A number of recent studies have suggested that healthcare professionals should be aware of hypersensitivity myocarditis, which can occur as an uncommon adverse reaction to COVID-19 vaccinations. Researchers stress that this awareness does not mean that vaccination confidence should be diminished during this current pandemic.
They suggest that although there are more cases of myocarditis after vaccinations than at baseline, there is still a greater chance of developing heart disease and death from COVID-19 infection. The researchers note that up to 60% of those who become seriously ill from COVID-19 have suffered injury to their hearts. Nearly 1% of athletes who have had mild COVID-19 infections show myocarditis in an MRI.
JAMA Cardiologystudied 23 soldiers who developed myocarditis symptoms after receiving the second dose. Three patients had previously been infected by COVID-19 and symptoms began after receiving the second dose.
All 23 military patients experienced severe chest pain and elevated levels of cardiac troponin. The rapid recovery of each patient, together with the timing of the symptoms, support the diagnosis hypersensitivity myocarditis.

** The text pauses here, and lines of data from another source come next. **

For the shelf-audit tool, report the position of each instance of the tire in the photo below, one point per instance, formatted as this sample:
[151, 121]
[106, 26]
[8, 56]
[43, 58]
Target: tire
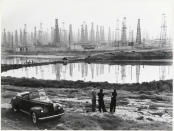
[14, 108]
[34, 118]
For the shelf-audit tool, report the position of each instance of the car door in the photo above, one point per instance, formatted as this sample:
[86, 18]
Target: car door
[25, 102]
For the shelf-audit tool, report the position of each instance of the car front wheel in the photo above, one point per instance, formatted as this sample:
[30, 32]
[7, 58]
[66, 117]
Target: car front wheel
[15, 109]
[34, 118]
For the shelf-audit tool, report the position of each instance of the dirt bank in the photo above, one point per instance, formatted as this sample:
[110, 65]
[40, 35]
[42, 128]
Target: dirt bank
[162, 85]
[132, 112]
[131, 55]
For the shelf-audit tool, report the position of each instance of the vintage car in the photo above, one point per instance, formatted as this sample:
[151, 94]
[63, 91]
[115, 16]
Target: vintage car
[37, 104]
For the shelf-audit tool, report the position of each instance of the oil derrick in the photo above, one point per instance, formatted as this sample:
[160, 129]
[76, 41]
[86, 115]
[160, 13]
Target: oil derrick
[109, 36]
[4, 38]
[16, 37]
[131, 37]
[137, 73]
[40, 42]
[86, 33]
[70, 35]
[102, 33]
[92, 37]
[12, 43]
[56, 34]
[35, 36]
[163, 34]
[117, 33]
[138, 37]
[123, 34]
[52, 34]
[25, 35]
[97, 35]
[32, 37]
[21, 37]
[78, 35]
[82, 34]
[63, 34]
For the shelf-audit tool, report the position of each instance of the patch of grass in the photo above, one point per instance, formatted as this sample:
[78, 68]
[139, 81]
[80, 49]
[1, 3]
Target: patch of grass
[145, 86]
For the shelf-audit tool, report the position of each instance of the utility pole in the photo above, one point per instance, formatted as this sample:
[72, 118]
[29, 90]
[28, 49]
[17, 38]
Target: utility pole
[163, 34]
[123, 35]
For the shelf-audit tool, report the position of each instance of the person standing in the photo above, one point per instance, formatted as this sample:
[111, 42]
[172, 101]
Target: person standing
[101, 101]
[113, 101]
[93, 100]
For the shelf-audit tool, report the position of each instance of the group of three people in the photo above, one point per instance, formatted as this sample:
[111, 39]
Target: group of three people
[101, 104]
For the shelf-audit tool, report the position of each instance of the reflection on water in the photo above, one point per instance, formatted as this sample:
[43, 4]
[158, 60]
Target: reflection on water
[22, 60]
[95, 72]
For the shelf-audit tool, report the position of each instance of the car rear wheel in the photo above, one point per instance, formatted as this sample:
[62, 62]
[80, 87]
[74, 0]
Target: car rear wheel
[15, 109]
[34, 118]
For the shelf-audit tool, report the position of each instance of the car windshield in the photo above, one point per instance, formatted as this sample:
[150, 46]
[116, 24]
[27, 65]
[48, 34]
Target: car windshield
[39, 95]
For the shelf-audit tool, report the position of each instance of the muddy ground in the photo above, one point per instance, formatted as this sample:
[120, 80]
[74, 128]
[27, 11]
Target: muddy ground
[133, 111]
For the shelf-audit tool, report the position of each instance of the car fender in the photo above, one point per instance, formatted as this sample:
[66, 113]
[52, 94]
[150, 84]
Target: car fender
[36, 109]
[13, 101]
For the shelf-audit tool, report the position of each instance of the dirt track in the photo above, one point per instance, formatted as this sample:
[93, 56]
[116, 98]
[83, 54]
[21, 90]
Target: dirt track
[130, 107]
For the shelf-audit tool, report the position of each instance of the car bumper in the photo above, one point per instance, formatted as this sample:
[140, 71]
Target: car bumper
[49, 117]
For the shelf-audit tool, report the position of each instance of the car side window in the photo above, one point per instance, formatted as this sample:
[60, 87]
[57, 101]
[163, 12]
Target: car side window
[26, 97]
[34, 95]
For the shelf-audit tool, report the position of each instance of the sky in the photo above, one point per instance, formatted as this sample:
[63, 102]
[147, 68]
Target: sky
[16, 13]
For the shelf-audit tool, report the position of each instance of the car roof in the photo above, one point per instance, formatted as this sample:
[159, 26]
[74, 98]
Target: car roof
[27, 92]
[22, 93]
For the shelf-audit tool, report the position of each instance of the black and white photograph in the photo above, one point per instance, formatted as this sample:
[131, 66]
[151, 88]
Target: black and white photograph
[87, 64]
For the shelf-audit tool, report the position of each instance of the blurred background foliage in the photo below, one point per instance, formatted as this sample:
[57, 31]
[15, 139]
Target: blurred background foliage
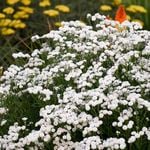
[21, 19]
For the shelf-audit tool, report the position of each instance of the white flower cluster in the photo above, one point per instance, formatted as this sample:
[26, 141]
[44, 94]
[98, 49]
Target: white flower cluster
[93, 83]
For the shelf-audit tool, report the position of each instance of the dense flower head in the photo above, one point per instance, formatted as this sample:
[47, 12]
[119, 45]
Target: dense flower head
[92, 83]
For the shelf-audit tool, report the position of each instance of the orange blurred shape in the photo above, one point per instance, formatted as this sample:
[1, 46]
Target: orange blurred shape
[121, 15]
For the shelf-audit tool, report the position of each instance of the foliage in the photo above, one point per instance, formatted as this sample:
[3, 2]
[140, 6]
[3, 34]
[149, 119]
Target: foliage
[83, 87]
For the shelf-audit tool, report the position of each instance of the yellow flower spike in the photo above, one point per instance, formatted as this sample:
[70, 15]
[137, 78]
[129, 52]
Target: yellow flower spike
[21, 14]
[17, 24]
[62, 8]
[44, 3]
[12, 2]
[26, 9]
[2, 15]
[136, 9]
[51, 13]
[7, 31]
[117, 2]
[139, 21]
[58, 24]
[4, 22]
[25, 2]
[105, 8]
[8, 10]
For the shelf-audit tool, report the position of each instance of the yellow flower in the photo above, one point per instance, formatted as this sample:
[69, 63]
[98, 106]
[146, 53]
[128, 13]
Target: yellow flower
[25, 2]
[8, 10]
[7, 31]
[4, 22]
[117, 2]
[139, 21]
[58, 24]
[128, 17]
[12, 2]
[17, 24]
[21, 14]
[105, 8]
[26, 9]
[2, 15]
[44, 3]
[63, 8]
[51, 12]
[136, 8]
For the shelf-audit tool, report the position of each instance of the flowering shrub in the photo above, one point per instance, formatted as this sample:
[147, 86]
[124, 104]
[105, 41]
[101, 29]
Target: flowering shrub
[84, 87]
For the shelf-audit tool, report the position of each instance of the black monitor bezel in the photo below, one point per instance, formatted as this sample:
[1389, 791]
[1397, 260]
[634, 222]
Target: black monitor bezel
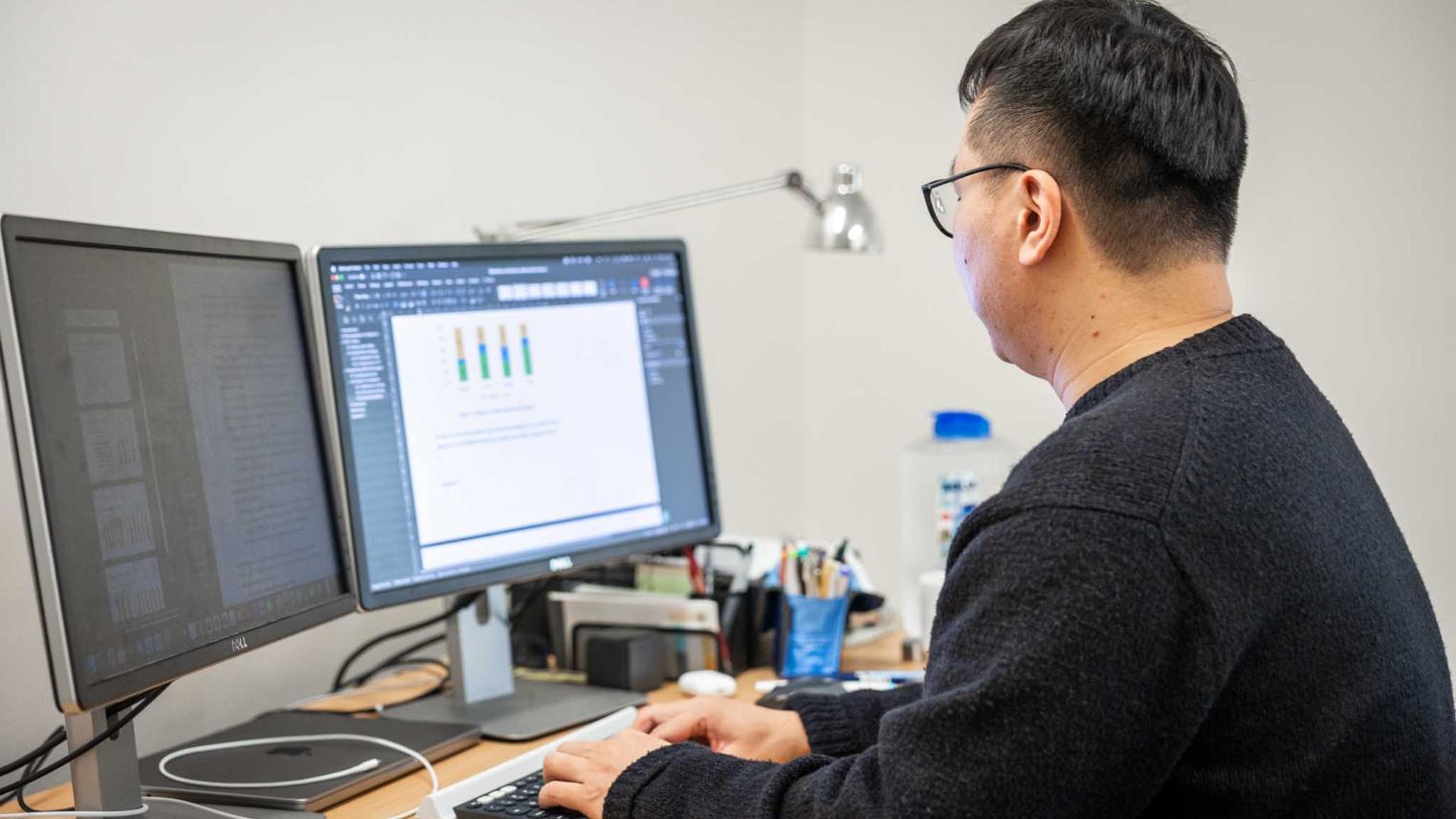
[370, 599]
[72, 696]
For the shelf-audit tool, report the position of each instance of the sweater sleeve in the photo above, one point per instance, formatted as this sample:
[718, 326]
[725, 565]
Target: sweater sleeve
[1068, 672]
[849, 723]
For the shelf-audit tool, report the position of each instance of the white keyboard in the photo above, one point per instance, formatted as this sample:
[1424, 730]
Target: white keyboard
[441, 805]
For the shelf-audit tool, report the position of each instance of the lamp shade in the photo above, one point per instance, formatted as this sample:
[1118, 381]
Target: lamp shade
[845, 220]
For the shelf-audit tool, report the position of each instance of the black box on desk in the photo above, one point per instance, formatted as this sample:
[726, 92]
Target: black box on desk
[627, 657]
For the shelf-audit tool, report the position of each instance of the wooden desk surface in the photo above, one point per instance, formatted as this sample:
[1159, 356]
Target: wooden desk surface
[405, 793]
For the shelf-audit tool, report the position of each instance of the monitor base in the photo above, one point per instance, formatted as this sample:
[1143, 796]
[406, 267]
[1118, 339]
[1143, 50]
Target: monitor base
[206, 810]
[533, 710]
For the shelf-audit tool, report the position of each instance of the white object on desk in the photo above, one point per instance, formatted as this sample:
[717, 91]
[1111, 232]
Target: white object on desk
[441, 805]
[708, 684]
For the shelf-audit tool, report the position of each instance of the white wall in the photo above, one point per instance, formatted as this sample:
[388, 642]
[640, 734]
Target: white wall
[1343, 245]
[370, 122]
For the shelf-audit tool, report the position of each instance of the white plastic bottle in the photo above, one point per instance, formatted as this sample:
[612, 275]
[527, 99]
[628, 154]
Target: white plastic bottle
[942, 478]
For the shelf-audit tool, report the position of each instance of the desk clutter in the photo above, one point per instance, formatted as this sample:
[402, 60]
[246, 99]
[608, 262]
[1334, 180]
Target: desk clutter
[721, 607]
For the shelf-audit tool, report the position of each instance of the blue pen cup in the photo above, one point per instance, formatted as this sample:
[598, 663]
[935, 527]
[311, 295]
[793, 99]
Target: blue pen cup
[809, 635]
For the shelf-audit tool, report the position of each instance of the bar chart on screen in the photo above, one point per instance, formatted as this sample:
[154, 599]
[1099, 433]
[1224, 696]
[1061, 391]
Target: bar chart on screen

"Hypersensitivity myocarditis after vaccination is uncommon, with the exception being smallpox vaccine." Leslie Cooper, chief of the Department of Cardiology at Mayo Clinic Cooper was the senior author of the study. It was done with US military medical centers.
A second observational study included details of eight men aged between 21 and 56 who were admitted to hospital with chest pain. They were diagnosed with myocarditis using laboratory and cardiac magnetic resonance imaging. Within two to four days after receiving their second COVID-19 vaccination, the patients experienced symptoms that included a fever and other signs. One patient, who had been treated with COVID-19 before, developed symptoms shortly after receiving the second dose. The effects of myocarditis were reversed in all eight patients. They also experienced no chest pain. Cooper and researchers from Mayo Clinic, the USA, and other medical institutions in Italy co-authored the findings. They are published in Circulation.
People of all ages should get the COVID-19 vaccine, as the risks and benefits are very low. Cooper says that almost all cases of vaccine-associated myocarditis are resolved quickly by the increasing body of research.